Выруливая со двора, я позвонила Курилову:
– Костя, Докукина умыкнули, как кавказскую пленницу. Следую за ними. Я так думаю, они едут в Заречный.
– Вот это номер! – раздался возбужденный голос Курилова. – А мне только что подогнали новый «мерс». Надо посмотреть, каков он в деле. Надеюсь, менты не будут на меня в претензии за превышение скорости!
– Ты что, собрался…
– Конечно, еду в Заречный! Надо же устроить прощальные пляски с зареченскими чертями, песиками, сторожами с водокачки и прочей нечистью, тем более что завтра поздно вечером я уезжаю из города по новому заказу.
– Ладно! – Больше я не могла говорить, потому что следовало сосредоточиться всецело на погоне.
Белая машина была прекрасно видна примерно в ста пятидесяти метрах от меня. Я мысленно возблагодарила бога, что профессор Клинский избрал такой благодарный цвет, как белый, потому что, будь автомобиль, скажем, черным или синим, слежка значительно затруднилась бы.
…Интересно, а что было бы, не пойди я в аптеку? Если бы не докукинская хвороба, визит ольховиковских ребят застал бы меня лежащей на кровати. Убивай – не хочу!
Убивать-то меня, быть может, и не стали бы, но уж наверняка я попала бы в чреватую осложнениями – особенно осложнениями здоровья – ситуацию.
Впрочем, те, за кем я сейчас следовала, могли поступить предельно просто и сейчас: завернули бы в какой-нибудь проулок, покатались бы там по кварталам, а потом вызвали вторую машину (если она не болтается где-нибудь поблизости) и зажали меня в какой-нибудь арке. Вышла бы молодецкая кодла человечков в десять, против которых никаких аргументов у меня не нашлось бы – только факты, опубликованные бы на следующий день в газетах и пущенные в телевизионных криминальных хрониках: «Во дворе дома номер шестьсот шестьдесят шесть обнаружен труп молодой женщины неопределенного возраста, неопределенной национальности и даже неопределенного пола. Единственное, что удалось установить, – это то, что смерть была насильственной, поскольку следственный эксперимент позволяет утверждать, что она не могла сама выпустить в себя восемнадцать пуль и еще две контрольные в голову…»
Впрочем, теперь не до шуток.

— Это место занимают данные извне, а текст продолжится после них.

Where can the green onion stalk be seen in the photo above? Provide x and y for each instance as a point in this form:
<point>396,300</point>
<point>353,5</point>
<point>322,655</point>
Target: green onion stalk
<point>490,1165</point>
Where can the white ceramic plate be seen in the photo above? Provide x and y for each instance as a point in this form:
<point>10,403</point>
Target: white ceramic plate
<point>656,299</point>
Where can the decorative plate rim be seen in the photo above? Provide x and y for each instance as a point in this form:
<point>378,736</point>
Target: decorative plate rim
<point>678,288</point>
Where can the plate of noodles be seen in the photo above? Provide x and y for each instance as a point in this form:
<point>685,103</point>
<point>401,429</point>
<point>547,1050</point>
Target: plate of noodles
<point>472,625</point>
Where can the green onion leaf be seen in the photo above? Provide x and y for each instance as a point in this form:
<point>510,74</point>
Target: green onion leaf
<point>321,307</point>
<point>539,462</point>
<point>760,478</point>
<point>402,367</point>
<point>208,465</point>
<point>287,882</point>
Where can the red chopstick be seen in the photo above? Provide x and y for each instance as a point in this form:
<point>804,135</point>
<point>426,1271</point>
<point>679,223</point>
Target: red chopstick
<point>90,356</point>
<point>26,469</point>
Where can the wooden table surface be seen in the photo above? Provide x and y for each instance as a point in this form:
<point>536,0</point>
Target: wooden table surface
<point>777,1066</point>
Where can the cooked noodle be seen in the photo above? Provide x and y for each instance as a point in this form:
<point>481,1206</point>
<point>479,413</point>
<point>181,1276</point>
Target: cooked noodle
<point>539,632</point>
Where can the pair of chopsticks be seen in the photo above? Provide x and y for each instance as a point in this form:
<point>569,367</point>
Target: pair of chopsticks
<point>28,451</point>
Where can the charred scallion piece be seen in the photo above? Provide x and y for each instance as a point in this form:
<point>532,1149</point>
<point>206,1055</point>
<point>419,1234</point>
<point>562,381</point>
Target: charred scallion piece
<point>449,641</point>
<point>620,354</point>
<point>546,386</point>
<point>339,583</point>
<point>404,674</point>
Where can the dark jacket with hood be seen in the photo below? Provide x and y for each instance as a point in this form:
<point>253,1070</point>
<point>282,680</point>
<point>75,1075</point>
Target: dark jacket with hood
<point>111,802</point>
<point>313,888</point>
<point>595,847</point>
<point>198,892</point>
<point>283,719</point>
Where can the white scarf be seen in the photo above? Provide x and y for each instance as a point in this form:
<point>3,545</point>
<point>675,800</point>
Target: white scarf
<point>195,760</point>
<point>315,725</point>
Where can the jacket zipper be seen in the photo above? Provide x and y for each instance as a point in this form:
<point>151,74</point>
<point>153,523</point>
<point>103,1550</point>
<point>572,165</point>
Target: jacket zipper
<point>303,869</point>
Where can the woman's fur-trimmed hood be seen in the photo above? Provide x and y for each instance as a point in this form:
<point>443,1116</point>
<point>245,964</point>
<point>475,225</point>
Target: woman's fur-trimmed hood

Это только Константин Курилов может балагурить и паясничать в экстремальной ситуации, я же полагаю, что это лишь никчемная бравада: всему свое время.
…Но, по всей видимости, похитители Докукина не замечали «хвоста». Возможно, просто не понимали, что за ними едет та самая машина, что сегодня днем так удачно была атакована крепкими ребятами под водительством милого белокурого хлопца. Все-таки в автосервисе подновили мой «Фольксваген» изрядно, да и цвет теперь стал другим.
Конечно, существует такая неприятная деталь, как передний номер, но в связи со слякотью он был целомудренно задернут плотной завесой подсыхающей грязи.
Хотя модель «Фольксваген» – «жук» довольно редка даже для Москвы, не говоря уж о Тарасове. Возможно, бандиты просто не ожидали преследования и потому утратили бдительность.
Так что, по всей видимости, я могла следовать за ними, не опасаясь быть узнанной, почти до самого Заречного. А там, в безлюдной местности, где иномарка была ненамного более частым явлением, чем сошествие на землю святого духа, – там все будет куда сложнее.
…Похитители Докукина! Как все-таки комично звучит это словосочетание, несмотря на сложившуюся отнюдь не смешную ситуацию, лихорадочно отметил мозг, и мои губы искривились тонкой, с легким оттенком презрения, мимолетной усмешкой. Это только Коля Докукин мог быть похищенным второй раз за два дня.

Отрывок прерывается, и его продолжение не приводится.